Author Topic: When CPU's are made is each one slightly different? (Read 7865 times)

Cerebus · « **Reply #25 on:** September 06, 2018, 12:36:23 pm »

Quote from: Tom45 on September 06, 2018, 03:15:01 am

Quote from: Cerebus on September 05, 2018, 10:48:28 pm

...

As to the claim that it didn't use parity or other error checking, I find that unlikely as it was pretty ubiquitous in mainframe designs of the time, but I'm not going to trawl through the documentation (available on-line and massively detailed compared to modern non-documentation) just to prove a strong suspicion.

The 6600 definitely didn't have memory parity checking.

I worked with the 6600 in the late 60's and early 70's. When the Boeing 747 entered service in 1970, a coworker said he wasn't going to fly on it because Boeing had done the aeronautical design using a 6600 without parity. So he didn't trust the design results, or the plane. Back then memory reliability wasn't up to current standards.
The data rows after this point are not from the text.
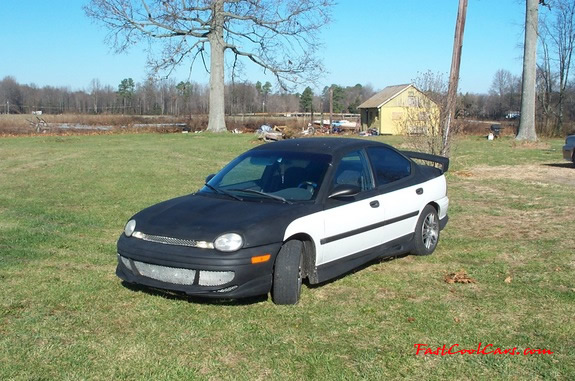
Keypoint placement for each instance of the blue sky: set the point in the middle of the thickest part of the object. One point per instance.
(377, 42)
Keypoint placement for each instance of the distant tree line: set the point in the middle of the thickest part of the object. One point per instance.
(171, 97)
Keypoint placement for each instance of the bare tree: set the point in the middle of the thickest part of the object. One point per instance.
(278, 35)
(557, 37)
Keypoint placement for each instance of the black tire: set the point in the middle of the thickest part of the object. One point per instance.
(426, 232)
(288, 273)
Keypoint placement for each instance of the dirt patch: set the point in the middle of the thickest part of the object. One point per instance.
(559, 174)
(510, 212)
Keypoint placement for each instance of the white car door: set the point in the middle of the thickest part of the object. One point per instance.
(350, 222)
(386, 209)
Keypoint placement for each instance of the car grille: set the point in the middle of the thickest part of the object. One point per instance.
(173, 241)
(177, 275)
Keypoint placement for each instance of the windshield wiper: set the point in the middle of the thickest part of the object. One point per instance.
(221, 191)
(272, 196)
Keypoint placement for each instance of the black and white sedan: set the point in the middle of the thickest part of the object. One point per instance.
(306, 208)
(569, 149)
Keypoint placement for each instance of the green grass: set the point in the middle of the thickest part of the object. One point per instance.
(65, 315)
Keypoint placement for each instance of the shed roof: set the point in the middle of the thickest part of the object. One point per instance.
(384, 96)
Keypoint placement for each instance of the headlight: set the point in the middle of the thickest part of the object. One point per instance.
(130, 227)
(229, 242)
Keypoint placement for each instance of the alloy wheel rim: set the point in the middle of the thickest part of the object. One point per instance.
(430, 231)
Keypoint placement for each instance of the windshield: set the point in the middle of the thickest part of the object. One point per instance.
(271, 175)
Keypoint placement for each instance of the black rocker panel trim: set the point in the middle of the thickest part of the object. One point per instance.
(367, 228)
(346, 264)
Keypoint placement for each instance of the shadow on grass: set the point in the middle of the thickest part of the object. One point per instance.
(174, 295)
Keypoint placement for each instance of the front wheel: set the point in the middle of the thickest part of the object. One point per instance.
(426, 232)
(288, 273)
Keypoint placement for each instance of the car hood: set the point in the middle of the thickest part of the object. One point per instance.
(204, 218)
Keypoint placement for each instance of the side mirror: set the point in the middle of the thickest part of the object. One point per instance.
(344, 190)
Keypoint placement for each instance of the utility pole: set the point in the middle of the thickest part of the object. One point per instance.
(454, 75)
(527, 118)
(330, 109)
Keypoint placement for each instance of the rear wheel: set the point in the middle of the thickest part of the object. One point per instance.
(288, 273)
(426, 232)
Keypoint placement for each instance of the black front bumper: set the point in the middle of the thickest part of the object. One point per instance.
(248, 279)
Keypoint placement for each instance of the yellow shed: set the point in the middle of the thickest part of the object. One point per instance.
(399, 110)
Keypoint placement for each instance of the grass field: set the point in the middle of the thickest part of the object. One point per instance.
(65, 316)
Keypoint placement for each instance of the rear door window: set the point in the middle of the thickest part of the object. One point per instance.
(388, 165)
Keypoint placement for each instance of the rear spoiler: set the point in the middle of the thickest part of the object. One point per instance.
(443, 161)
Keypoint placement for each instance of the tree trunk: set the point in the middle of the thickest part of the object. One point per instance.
(527, 121)
(454, 77)
(216, 120)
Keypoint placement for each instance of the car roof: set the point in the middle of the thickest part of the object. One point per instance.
(325, 145)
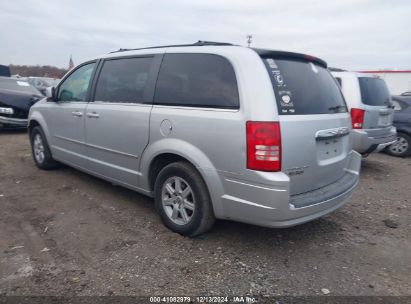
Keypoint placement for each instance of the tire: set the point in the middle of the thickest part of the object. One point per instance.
(401, 148)
(182, 200)
(41, 151)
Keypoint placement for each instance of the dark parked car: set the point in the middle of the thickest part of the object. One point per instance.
(16, 98)
(402, 121)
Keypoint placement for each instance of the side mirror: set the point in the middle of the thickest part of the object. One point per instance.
(51, 94)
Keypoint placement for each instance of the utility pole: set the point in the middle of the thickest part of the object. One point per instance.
(249, 39)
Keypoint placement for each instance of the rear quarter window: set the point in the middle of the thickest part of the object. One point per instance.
(197, 80)
(374, 91)
(303, 88)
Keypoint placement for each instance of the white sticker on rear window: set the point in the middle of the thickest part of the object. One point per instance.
(271, 63)
(313, 67)
(23, 83)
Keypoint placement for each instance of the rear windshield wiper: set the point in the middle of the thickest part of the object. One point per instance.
(337, 109)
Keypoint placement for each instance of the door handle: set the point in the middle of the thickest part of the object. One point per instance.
(332, 133)
(93, 115)
(77, 113)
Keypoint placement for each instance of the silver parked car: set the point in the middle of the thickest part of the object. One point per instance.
(372, 113)
(210, 130)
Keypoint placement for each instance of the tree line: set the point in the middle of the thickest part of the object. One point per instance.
(38, 71)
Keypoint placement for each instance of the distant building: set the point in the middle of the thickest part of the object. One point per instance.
(71, 63)
(398, 81)
(4, 70)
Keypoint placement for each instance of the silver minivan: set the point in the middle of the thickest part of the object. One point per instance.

History shows that Boeing got it right anyway.

I'll happily stipulate that it didn't use stored parity on the main memory, but I'd be horrified if it didn't use parity on the memory bus, I/O buses etc. Then again, the quotes from Cray above indicate a degree of arrogance and later chagrin, so it's quite possible.

For those without physical experience of old machines, it wasn't uncommon for peripherals and even memory cabinets to be connected to the main processor by parallel buses implemented in relatively long runs of multicore cable - 10 metres for a cable to a card reader or tape drive or disk cabinet isn't unrealistic. Think lots of inductance, capacitance, crosstalk, exposure to interference and so on. Running those without some form of transmission error detecting is/was risky.

Cerebus · « **Reply #26 on:** September 06, 2018, 12:50:47 pm »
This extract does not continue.